Ingredients
Scale
- 1 cup rolled oats (gluten-free if needed)
- ½ cup almond butter (creamy or crunchy)
- ¼ cup honey or maple syrup
- 1 tbsp chia seeds (optional for extra fiber)
- ½ tsp vanilla extract
- ¼ cup shredded coconut (for coating)
- Pinch of salt
Instructions
- Combine dry ingredients (oats, chia seeds, salt) in a mixing bowl.
- Mix in wet ingredients (almond butter, honey/maple syrup, vanilla) until sticky dough forms.

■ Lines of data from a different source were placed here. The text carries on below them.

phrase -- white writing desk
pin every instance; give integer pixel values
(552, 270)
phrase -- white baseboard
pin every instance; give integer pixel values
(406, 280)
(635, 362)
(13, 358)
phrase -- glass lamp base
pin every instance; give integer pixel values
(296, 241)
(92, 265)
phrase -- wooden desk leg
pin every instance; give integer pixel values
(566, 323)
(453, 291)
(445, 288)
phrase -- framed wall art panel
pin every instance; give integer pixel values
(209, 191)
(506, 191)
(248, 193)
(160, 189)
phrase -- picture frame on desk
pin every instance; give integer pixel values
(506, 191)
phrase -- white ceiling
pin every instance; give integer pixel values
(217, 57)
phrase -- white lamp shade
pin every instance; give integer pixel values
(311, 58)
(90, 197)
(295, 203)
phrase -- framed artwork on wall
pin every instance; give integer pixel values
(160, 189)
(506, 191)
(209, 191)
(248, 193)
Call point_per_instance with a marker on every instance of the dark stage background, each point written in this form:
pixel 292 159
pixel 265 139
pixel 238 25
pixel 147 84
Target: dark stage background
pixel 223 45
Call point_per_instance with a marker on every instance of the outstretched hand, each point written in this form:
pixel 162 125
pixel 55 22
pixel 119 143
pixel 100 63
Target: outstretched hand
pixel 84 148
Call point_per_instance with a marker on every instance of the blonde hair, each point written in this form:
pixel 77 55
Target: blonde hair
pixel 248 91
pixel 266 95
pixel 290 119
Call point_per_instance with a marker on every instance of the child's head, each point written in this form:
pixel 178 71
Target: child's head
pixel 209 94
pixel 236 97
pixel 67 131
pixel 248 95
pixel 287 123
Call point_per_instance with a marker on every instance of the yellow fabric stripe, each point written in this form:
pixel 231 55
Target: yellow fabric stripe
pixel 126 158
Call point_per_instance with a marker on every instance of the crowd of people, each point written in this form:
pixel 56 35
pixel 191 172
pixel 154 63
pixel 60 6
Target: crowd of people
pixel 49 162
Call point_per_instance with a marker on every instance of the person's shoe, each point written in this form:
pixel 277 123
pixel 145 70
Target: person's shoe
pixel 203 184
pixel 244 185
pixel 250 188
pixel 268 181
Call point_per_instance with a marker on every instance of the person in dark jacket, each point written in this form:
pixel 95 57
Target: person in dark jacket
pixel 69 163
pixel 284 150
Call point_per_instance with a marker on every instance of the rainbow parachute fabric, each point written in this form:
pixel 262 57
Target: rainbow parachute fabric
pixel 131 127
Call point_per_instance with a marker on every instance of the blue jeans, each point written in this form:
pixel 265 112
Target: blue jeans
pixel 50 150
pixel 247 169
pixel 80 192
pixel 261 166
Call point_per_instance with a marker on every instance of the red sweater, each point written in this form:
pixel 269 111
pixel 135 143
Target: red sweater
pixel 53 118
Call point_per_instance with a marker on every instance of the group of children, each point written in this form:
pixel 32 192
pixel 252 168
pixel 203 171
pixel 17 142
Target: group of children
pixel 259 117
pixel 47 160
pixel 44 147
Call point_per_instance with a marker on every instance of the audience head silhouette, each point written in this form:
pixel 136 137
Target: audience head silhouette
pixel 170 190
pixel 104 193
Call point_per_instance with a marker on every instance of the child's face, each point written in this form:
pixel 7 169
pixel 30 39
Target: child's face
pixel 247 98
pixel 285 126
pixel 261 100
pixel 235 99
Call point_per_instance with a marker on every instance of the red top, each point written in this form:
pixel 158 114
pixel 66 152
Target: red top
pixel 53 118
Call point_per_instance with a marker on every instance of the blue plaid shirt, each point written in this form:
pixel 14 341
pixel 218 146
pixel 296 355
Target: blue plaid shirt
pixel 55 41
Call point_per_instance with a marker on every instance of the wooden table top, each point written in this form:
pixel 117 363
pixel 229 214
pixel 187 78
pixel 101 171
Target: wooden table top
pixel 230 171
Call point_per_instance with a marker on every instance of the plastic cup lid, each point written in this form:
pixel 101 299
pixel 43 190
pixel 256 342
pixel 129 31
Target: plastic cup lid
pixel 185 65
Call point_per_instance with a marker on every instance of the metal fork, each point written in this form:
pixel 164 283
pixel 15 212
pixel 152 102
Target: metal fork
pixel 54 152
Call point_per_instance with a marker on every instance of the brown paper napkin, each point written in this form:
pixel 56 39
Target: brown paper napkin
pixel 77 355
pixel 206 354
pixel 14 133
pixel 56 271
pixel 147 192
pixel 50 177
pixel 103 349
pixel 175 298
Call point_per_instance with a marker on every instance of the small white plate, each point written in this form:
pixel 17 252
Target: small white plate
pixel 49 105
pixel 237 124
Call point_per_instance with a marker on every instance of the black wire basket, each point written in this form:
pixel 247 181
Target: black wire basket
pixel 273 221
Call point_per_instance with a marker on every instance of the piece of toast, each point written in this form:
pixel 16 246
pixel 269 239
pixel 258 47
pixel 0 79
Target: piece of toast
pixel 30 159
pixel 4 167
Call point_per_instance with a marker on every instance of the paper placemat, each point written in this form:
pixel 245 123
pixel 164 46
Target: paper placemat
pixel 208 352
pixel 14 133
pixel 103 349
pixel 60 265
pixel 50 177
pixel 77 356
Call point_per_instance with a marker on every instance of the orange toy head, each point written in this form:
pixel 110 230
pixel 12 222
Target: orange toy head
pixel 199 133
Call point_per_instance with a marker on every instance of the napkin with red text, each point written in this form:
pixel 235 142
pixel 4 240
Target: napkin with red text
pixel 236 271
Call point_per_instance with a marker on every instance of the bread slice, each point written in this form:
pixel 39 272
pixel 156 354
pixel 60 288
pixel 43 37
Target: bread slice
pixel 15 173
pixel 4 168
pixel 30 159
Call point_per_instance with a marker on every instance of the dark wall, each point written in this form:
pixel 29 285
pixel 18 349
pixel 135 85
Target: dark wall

- Scoop 1 tbsp portions, roll into balls, and coat with shredded coconut.
- Chill for 30 minutes to firm up before serving.
Notes
- Add chocolate chips or cocoa powder for a chocolatey twist.
- Boost protein with a scoop of protein powder.
- Use sunflower seed butter for a nut-free version.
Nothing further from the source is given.